Other scholars quickly uncovered a number of serious problems with the fragment itself, even though carbon dating showed it to be as old as advertised. Soon a wide range of scholars labeled it an elaborate hoax. One, Andrew Bernhard, says it is a cut-and-paste job made from sections of the Gnostic Gospel of Thomas.

Despite her professed agnosticism over the authenticity of the fragment, King was strangely reluctant to uncover its provenance, or chain of ownership, which is vital in deciding whether a document is real or fake. Sagar spent months tracking down a previous owner and checking every detail of his story. It didn’t look good.

King at first dismissed Sagar’s request to share his findings about the dubious chain of ownership for “The Gospel of Jesus’s Wife.” Didn’t she want the facts? King told him, “I haven’t engaged the provenance questions at all. . . . I don’t see the point of a conversation.”

Didn’t she want to know what he had discovered?

“Not particularly.”

Why would she, since proof that “The Gospel of Jesus’s Wife” was a fake would damage her career and hurt book sales? Never mind that Harvard’s motto is Veritas, Latin for Truth.

Yet King’s nonchalant tune changed as Sagar closed in. He notes:

When I called [King] in March while reporting my Atlantic story, she said she was not interested in commenting on — or even hearing about — my findings before publication.
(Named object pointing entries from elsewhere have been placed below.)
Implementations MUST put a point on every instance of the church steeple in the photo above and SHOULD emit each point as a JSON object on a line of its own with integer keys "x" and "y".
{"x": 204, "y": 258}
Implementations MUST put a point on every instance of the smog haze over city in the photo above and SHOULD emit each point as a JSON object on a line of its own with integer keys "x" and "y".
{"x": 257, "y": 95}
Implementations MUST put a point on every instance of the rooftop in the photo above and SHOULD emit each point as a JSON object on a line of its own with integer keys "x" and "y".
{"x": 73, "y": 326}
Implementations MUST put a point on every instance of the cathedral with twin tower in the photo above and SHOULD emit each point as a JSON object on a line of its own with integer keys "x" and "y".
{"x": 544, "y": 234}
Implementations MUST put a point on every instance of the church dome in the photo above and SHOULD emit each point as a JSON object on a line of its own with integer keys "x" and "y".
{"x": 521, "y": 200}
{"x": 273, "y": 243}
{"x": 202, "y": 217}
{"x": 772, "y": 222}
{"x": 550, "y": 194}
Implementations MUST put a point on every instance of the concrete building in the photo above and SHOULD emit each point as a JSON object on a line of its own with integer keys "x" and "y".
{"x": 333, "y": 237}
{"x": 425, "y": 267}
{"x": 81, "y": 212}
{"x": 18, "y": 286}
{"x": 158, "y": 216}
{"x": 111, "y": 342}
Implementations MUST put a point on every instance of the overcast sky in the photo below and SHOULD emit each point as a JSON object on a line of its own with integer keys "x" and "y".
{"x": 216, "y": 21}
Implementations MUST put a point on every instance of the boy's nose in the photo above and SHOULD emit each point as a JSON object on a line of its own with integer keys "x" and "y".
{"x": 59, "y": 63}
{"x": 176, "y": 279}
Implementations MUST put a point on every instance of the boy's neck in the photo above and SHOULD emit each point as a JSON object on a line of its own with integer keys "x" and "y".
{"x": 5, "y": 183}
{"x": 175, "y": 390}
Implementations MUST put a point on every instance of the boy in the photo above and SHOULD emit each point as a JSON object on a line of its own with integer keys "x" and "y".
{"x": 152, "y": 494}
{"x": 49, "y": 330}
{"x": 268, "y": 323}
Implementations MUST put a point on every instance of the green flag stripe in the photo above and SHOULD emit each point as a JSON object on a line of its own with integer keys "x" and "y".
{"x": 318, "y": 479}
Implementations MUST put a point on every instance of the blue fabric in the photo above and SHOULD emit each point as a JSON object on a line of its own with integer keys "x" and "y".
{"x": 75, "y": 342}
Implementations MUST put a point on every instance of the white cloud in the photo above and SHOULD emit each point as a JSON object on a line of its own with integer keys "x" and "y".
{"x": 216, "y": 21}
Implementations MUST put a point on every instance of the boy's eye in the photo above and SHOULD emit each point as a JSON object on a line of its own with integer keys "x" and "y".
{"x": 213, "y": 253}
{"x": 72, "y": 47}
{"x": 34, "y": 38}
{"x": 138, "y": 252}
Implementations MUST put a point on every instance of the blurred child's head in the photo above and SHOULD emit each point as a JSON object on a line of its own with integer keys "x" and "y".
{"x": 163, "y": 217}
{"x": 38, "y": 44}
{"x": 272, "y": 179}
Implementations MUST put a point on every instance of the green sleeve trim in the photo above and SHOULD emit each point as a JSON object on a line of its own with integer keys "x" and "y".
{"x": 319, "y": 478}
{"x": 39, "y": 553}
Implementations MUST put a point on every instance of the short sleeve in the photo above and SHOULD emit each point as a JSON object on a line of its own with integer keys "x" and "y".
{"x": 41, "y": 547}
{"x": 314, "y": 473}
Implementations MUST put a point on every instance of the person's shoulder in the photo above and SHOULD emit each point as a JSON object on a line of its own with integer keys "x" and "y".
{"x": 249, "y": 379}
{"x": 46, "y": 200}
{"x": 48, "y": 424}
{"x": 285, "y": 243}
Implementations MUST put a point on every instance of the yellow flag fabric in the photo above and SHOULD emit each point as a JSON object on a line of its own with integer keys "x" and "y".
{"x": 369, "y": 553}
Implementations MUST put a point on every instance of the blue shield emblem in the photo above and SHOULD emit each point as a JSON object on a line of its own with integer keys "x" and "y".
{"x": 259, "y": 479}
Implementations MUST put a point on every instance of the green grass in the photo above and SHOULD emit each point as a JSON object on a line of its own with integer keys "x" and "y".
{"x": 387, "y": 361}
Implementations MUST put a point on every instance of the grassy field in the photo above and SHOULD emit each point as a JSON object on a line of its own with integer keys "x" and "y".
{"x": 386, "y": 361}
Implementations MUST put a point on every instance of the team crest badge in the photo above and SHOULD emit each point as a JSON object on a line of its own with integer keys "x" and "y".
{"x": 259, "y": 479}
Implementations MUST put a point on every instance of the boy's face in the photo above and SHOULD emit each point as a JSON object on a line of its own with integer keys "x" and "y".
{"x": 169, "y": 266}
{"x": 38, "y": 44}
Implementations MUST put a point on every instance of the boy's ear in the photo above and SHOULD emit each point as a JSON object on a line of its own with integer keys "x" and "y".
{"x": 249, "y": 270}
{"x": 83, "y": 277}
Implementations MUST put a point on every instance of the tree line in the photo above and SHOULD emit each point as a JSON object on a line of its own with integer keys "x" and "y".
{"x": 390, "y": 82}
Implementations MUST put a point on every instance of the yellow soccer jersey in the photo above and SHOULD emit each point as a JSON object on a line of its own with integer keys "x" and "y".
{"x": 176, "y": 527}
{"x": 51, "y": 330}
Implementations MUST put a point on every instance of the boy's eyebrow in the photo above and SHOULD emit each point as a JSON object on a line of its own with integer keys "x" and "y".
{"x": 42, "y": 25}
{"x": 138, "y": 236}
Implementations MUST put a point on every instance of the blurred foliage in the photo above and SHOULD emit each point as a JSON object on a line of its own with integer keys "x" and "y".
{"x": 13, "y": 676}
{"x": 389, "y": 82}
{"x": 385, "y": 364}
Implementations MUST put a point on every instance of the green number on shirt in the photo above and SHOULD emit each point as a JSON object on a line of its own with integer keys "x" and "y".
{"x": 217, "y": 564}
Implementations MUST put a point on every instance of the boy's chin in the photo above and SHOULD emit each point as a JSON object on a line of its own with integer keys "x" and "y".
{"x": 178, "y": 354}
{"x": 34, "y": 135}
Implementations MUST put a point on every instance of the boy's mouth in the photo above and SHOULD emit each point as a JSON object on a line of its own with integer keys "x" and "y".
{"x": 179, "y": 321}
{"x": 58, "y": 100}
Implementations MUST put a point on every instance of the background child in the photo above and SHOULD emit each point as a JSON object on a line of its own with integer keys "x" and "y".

Thursday afternoon, however, she called me to say the story was “fascinating” and “very helpful.” . . .

I asked why she hadn’t undertaken an investigation of the papyrus’s origins and the owner’s background. “Your article has helped me see that provenance can be investigated,” she said.

At the GetReligion blog, Julia C. Duin writes, “King had said that any forgery would be ‘a career breaker’ for her. Sabar was kind to her in the piece but the truth is, King accepted the papyrus because its message was what she wanted to hear.”